Oct 31 2022, 08:28 | by Michela Becchi
Among the symbolic recipes of Abruzzo cuisine, these fresh egg pasta noodles are dressed with tomato sauce and meatballs. This is how spaghetti alla chitarra is born and how it is made.

What is spaghetti alla chitarra

Humble recipes relying on simple ingredients, robust sauces to cope with the harshest winter climate and a rough, calloused pasta dough that can make the richest condiments stick to the surface. This is pasta in Abruzzo, a land of ancient traditions, including la chitarra, a special implement used to prepare legendary spaghetti alla chitarra. Probably the most famous of the Abruzzese pasta shapes, also present with different names in upper Molise, Lazio, Marche and Puglia. Spaghetti or maccheroni, it doesn't matter: in any case, we are talking about one of the most rooted preparations in regional gastronomy, which comes to life from a beech wood instrument (or another neutral wood) fitted with parallel steel wires stretched on the long side.

Why do we say spaghetti alla chitarra? History

The chitarra is a historical tool, which depending on the distance between the "strings" can give life to different shapes and pasta sections.

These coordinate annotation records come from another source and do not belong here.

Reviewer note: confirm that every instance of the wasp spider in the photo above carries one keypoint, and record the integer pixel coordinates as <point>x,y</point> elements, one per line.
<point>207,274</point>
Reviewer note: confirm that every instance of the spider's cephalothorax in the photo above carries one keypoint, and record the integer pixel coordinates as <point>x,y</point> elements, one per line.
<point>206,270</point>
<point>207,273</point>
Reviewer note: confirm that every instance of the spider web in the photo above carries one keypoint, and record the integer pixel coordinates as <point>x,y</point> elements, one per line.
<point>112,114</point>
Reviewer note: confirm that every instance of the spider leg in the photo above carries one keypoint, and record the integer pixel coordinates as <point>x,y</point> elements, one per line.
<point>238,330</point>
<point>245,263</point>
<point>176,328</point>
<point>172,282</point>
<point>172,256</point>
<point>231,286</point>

Ancestor of the chitarra is lu rentrocelo, in the past used mainly in the areas of Pescara and L'Aquila. To make the spaghetti, the pasta dough, rolled out not too thin, is placed on the tool and pressed with a rolling pin over the strings: in this way, square section spaghetti is obtained, about 30 centimeters long. It is also said that the strings laid on the frame resemble the strings of a guitar, another reason behind the name, "chitarra."

Spaghetti alla chitarra: the ideal condiment

Today the spaghetti alla chitarra can be dressed with many types of sauces, but the undisputed combination remains a tomato sauce containing meat. A sheep ragù, for example, or the most classic: spaghetti alla chitarra and pallottine. The term "pallotte" in Abruzzo refers to meatballs (very famous are the ones made with "cacio e ova," i.e. made with a mixture of cheese and eggs, tasty and delicious, fried and then cooked in tomato sauce). The meatballs for the pasta sauce are instead made with beef or lamb meat - also used for the delicious timballo teramano di scrippelle (crepes) and then cooked in tomato sauce. The demonstration that the much-repudiated Italian-American combination of spaghetti and meatballs actually has its roots in the tradition of central Italy.

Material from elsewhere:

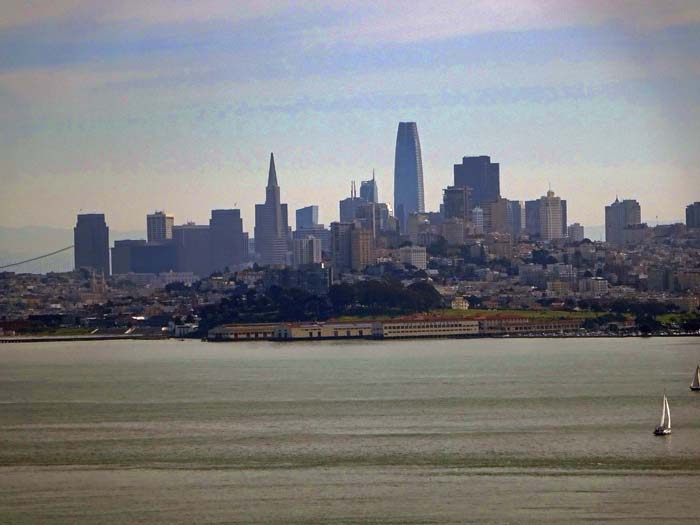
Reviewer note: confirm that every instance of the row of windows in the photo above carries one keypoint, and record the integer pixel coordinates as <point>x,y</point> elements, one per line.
<point>428,325</point>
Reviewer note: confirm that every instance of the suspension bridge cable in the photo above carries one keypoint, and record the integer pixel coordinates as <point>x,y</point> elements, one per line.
<point>37,258</point>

Spaghetti alla chitarra with asparagus and egg cream by Giorgione

Ingredients (for 2 people)

For the pasta dough

1 goose egg

1 guinea fowl egg

200 g type 1 flour

For the sauce

1 bunch of wild asparagus

1/2 glass heavy cream

1 Tbsp. grated pecorino cheese

1 egg yolk

Salt and black pepper to taste

I prepared a fresh pasta by mixing flour and a goose egg and a guinea fowl egg. I pair the wild asparagus foraged in the Subequana Valley with spaghetti alla chitarra, a wonderful shape that is made, in fact, with the "chitarra," an ancient implement for cutting pasta. First we cook the asparagus tips in boiling salted water. We roll out a sheet of pasta and place it on the chitarra: with a rolling pin we go over it vigorously to obtain the spaghetti. As soon as they are ready, we pour them into the water with the asparagus. In another pan, on the lit fire, put a little heavy cream, grated pecorino, a sprinkle of pepper and an egg yolk. We stir everything until it thickens, creating a sort of salty zabajone. We drain the spaghetti and asparagus directly on the plate, pour the cream over it and mix. The pasta has taken on all the flavour of the asparagus. Thank you Abruzzo for making me discover such tasty recipes!